Non bastano le parole e le invocazioni per essere riconosciuti dal Maestro. Anzi: non basta neppure essere discepoli o profeti o guaritori o compiere gesti eclatanti. Gesù è tagliente, oggi, la sua parola spacca in due il nostro cuore, offusca le nostre pseudo-certezze. Il discepolo è colui che ascolta la parola e la vive, la mette in pratica. L'accogliere la parola e renderla concreta – dice Gesù – significa costruire la casa della nostra vita sulla roccia, nessuno può dirsi credente fino a quando la tempesta non investe la sua vita. Ricordo un confratello che, di ritorno da una predicazione, ebbe un tragico incidente stradale in cui perse la madre e la nonna. Corsi al suo capezzale, ancora mezzo intontito dai farmaci, pieno di fratture, il groppo in gola, mi guardò e disse: "Ora so di avere la fede".

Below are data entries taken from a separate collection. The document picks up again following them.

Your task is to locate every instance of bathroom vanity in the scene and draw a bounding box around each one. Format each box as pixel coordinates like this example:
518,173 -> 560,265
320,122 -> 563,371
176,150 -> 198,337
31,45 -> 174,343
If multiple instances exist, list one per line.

Attenti a non farci scudo delle nostre convinzioni, attenti a non diventare giudicanti e, evangelicamente, sentirci migliori di chi abbiamo accanto: nessuno sa se possiede davvero la fede fino a quando non è vagliata. Accogliamo la parola, allora, facciamola diventare pietra salda su cui costruire ogni scelta, senza fanatismi e senza paure. Allora saremo pronti – a Dio piacendo – ad affrontare le difficoltà. Al discepolo la sofferenza non è evitata e la sua vita non è un arido deserto o un comodo rifugio: anche a lui è chiesto dalla vita di affrontare le difficoltà, senza favoritismi, senza sconti. Ma il discepolo che ha accolto la Parola sa che, restando ancorato alla roccia, la costruzione della sua vita non crollerà miseramente.

Rendici non solo ascoltatori, ma appassionati esecutori della tua Parola, Signore, perché le tempeste della vita non facciano crollare la nostra fede. Amen.